During the agitation against the Malayan Union, he was noted for a retort to a British officer who had asked why Malays opposed the Union. Pointing to the Johor state flag, Anwar reportedly said:

“Look, that is the Flag of the State of Johor. We have a flag and a constitution of our own. You cannot expect to just chuck your flag here as if this was Antarctica, where there is nothing but penguins!”

In his personal life, Anwar was described as formal and punctual, with habits sometimes characterised as “more English than Malay.” He was particular about propriety in dress, believing that men attending Friday prayers should wear the full Baju Melayu with kain samping. He was also known for avoiding personal gain through political connections; during the premiership of Hussein Onn, the son of his former colleague, he declined business opportunities offered to him.

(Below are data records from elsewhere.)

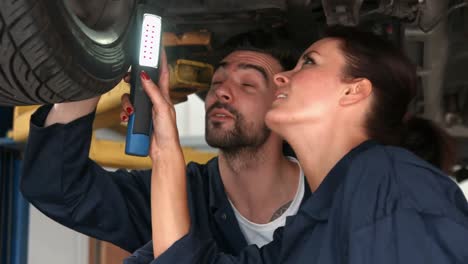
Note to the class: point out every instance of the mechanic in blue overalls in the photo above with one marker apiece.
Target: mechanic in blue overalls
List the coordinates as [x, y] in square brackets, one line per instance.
[341, 108]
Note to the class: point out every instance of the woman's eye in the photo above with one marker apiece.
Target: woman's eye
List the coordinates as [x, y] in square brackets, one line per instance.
[308, 60]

He was regarded as scrupulously honest, once insisting on paying full customs duties despite officers suggesting ways to avoid them.

==Honours==
===Malaysian honours===
- Malaysia
  - Commander of the Order of Loyalty to the Crown of Malaysia (PSM) – Tan Sri (1996)
  - Member of the Order of the Defender of the Realm (AMN) (1973)
- Johor
  - Knight Companion of the Order of the Loyalty of Sultan Ismail (DSIJ) – Dato' (1977)
  - Companion of the Order of the Crown of Johor (SMJ) (1974)
  - Sultan Ibrahim Diamond Jubilee Medal
  - Sultan Ismail Coronation Medal
  - Long Service Medal

===Foreign honours===
- United Kingdom
  - 1939-1945 Star
  - Pacific Star
  - Defence Medal
  - War Medal 1939–1945
  - Queen Elizabeth II Coronation Medal

== Election results ==

Malayan State and Settlement Council Representatives
| Year | Constituency | Candidate |  | Votes | % | Opponent(s) |  | Votes | % | Ballots cast | Majority | Turnout |
| 1954 Malayan state elections | Johore Bahru Coastal |  | Haji Anwar Haji Abdul Malik (Parti Negara) | 710 | 15.1% |  | Haji Mohamed Amin Amran (UMNO) | 3,995 | 84.96% | 4,705 | 3,285 | 81.85% |
| 1959 Malayan state elections | Gelang Patah |  | Haji Anwar Haji Abdul Malik (Parti Negara) | 702 | 13.67% |  | Syed Mohamed bin Edros (UMNO) | 2,776 | 54.09% | 5,134 | 1,120 | 79.0% |
|  | Sidi Jas (PRM) | 1,656 | 32.26% |

Federal Legislative Council (Malaya)
| Year | Constituency | Name |  | Votes | Pct | Opponent(s) |  | Votes | Pct | Ballots cast | Majority | Turnout |
|---|---|---|---|---|---|---|---|---|---|---|---|---|
| 1955 Malayan general election | Johore Tengah |  | Haji Anwar Haji Abdul Malik (Parti Negara) | 1,068 | 13.08% |  | Teoh Chze Chong (MCA) | 7,100 | 86.92% | 8,168 | 6,032 | 71.73% |

Johor Bahru City Council
| Year | Constituency | Name |  | Votes | Pct | Opponent(s) |  | Votes | Pct | Ballots cast | Majority | Turnout |
|---|---|---|---|---|---|---|---|---|---|---|---|---|
| 1958 Malayan local elections | Kampung Nong Chik |  | Haji Anwar Haji Abdul Malik (Parti Negara) | 881 | 51.93% |  | Abdullah Abdul Rahman (UMNO) | 815 | 48% | 1,696 | 66 | 62% |
| 1961 Malayan local elections | Kampung Bahru |  | Haji Anwar Haji Abdul Malik (Parti Negara) | 328 | 31.9% |  | Sanudin Abdul Manas (UMNO) | 701 | 68.1% | 1,029 | 373 | 60% |

==Media==
In the 2007 film, 1957: Hati Malaya, directed by Shuhaimi Baba, Anwar was portrayed by local Malaysian actor, Azhar Sulaiman.